The pair retreated when they saw the man, later identified as Ramos, putting a magazine into a rifle. Ramos then fired multiple times at them, according to authorities.
The gunman then entered the school through a door that hadn't locked when a teacher pulled it shut. He entered a classroom with a broken door lock and then began firing into rooms 111 and 112, shooting more than 100 rounds. Students inside the classrooms called 911 multiple times asking for police to respond.
Authorities originally released a timeline of events, saying that nearly 20 officers were in the hallway outside for more than 45 minutes before a master key was used to open the door and officers confronted and killed the gunman. However, the Texas House and Senate investigations and committee hearings later revealed a different version of events.
It took 1 hour, 14 minutes, and 8 seconds from when police made entry into the school to the time they confronted the gunman and killed him, according to a timed DPS log released in June 2022.
Uvalde School Shooting Victims
19 Robb Elementary students were killed in the shooting.
- Xavier Javier Lopez, 10
- Amerie Jo Garza, 10
- Uziyah Garcia, 8
- Rojelio Torres, 10
- Annabell Guadalupe Rodriguez, 10
- Nevaeh Bravo, 10
- Makenna Lee Elrod, 10
- Eliahana 'Elijah Cruz' Torres, 10
- Eliana 'Ellie' Garcia, 9
- Alithia Ramirez, 10
- Jacklyn "Jackie" Cazares, 9
- Jayce Carmelo Luevanos, 10
- Jailah Nicole Silguero, 11
- Jose Flores Jr, 10
- Alexandria "Lexi" Aniyah Rubio, 10
- Maite Yuleana Rodriguez, 10
- Tess "Tessy" Marie Mata, 10
- Maranda Gail Mathis, 11
- Layla Salazar, 10
Fourth-grade co-teachers 48-year-old Irma Garcia and 44-year-old Eva Mireles were also killed. Family members said at the time both died trying to protect their students.
Uvalde School Shooting Investigation
The police response sparked outrage and investigations for months following the shooting, including from the Texas Legislature, the Justice Department, and Congress.
Texas State University's Advanced Law Enforcement Rapid Response Training (ALERRT) Center released an initial report in July 2022, which alleged there were several missed opportunities to engage or stop the gunman before he entered the school.
Uvalde Mayor Don McLaughlin later disputed the report, saying that no Uvalde police officer saw the gunman prior to him entering the school or had any opportunity to take a shot at him.
The week after the shooting, Texas House Speaker Dade Phelan established an investigative committee to look into what happened in Uvalde. The three committee members were tasked with collecting and analyzing evidence from law enforcement, making comprehensive findings, and reporting their conclusions.

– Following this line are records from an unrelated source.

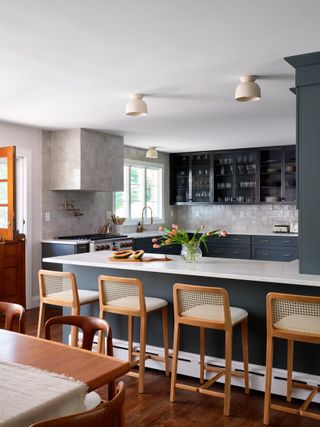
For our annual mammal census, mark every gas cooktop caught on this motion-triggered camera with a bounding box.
[58,234,128,240]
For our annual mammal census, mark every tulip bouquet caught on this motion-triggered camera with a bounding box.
[152,224,227,262]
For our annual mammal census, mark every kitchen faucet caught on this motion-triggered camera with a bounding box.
[140,205,153,231]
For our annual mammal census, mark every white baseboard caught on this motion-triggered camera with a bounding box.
[113,339,320,403]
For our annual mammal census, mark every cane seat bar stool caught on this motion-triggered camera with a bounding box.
[170,283,249,416]
[37,270,99,346]
[263,292,320,425]
[0,301,25,334]
[99,276,169,393]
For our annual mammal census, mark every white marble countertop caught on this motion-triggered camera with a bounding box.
[43,251,320,287]
[41,230,298,245]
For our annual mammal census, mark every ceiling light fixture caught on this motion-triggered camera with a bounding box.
[146,147,158,159]
[235,75,261,102]
[126,93,148,116]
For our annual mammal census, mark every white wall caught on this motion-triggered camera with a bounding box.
[0,123,42,308]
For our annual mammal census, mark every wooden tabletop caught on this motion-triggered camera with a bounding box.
[0,329,130,391]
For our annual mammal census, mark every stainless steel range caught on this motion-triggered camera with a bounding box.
[58,234,133,252]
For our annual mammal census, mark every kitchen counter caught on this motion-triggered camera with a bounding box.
[43,251,320,287]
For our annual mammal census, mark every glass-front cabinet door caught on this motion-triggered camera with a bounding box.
[0,147,15,241]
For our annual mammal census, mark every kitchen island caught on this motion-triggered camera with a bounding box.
[43,251,320,400]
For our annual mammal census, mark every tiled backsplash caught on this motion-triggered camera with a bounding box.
[173,205,298,234]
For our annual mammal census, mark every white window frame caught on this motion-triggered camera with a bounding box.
[112,159,164,225]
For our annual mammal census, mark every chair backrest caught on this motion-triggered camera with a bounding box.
[98,276,146,315]
[267,292,320,338]
[30,382,126,427]
[0,302,25,334]
[173,283,232,329]
[39,270,79,304]
[44,316,113,356]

The committee released an initial 77-page report the following month, citing "systemic failures" that created a chaotic scene that lasted more than an hour before the gunman was killed. The report was also the first to criticize not only local authorities, but state and federal law enforcement for the "bewildering inaction" of officers on scene.

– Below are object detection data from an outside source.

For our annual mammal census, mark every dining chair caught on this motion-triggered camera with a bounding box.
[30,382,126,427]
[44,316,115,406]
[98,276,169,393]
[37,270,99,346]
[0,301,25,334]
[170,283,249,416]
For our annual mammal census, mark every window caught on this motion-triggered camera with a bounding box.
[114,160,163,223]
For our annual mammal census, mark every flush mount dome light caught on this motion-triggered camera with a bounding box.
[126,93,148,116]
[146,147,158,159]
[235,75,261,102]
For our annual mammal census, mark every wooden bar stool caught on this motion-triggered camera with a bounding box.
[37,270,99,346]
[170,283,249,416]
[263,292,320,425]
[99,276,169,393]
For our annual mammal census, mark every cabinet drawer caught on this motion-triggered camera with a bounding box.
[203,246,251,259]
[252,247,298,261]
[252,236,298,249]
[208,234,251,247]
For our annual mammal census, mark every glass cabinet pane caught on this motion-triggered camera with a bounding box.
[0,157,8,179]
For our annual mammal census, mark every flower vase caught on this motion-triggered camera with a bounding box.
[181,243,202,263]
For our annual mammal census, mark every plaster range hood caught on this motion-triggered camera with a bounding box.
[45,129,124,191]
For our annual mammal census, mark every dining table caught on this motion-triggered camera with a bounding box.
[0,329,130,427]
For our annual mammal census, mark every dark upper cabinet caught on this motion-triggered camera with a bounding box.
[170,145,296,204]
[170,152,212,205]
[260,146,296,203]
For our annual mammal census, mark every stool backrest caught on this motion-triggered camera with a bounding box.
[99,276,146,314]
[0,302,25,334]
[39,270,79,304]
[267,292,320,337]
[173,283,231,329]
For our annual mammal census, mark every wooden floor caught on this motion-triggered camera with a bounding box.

The report followed weeks of closed-door interviews with more than 40 people, including witnesses and law enforcement.
The report also sparked an internal review by Texas DPS into the actions of state police as its findings put more than 90 state troopers at the school during the shooting.

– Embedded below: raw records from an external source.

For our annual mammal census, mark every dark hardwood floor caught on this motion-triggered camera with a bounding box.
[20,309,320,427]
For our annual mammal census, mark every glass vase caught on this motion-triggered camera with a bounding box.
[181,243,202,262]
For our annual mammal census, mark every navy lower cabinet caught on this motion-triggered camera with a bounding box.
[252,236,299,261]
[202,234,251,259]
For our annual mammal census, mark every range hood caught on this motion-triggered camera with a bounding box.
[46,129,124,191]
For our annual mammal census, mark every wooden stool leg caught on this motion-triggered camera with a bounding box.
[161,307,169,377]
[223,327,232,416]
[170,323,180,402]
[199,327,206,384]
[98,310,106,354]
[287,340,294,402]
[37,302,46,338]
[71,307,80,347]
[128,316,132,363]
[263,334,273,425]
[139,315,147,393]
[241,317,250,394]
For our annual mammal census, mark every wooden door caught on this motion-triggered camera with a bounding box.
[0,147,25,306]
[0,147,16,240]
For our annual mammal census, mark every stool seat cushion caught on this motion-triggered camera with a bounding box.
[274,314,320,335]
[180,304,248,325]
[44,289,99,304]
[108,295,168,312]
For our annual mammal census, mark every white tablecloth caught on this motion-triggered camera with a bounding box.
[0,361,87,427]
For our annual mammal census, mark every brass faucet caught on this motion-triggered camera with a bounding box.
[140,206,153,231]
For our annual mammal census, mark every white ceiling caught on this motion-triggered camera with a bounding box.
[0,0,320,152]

Before this, Texas DPS director Steve McCraw called the law enforcement response an "abject failure," but placed more of the blame on then-Uvalde CISD police chief Pete Arredondo, who he described as the incident commander. According to the Texas House report, Uvalde CISD's own active shooter plan also identified Arredondo as the incident commander.
Arredondo later told the Texas Tribune that he did not consider himself the person in charge, but rather a frontline first responder and had assumed someone else had taken control. He also stated at the time that he had intentionally left behind both his police and campus radios.
Acacia Coronado, Lindsay Whitehurst and Jake Bleiberg from the Associated Press contributed to this report.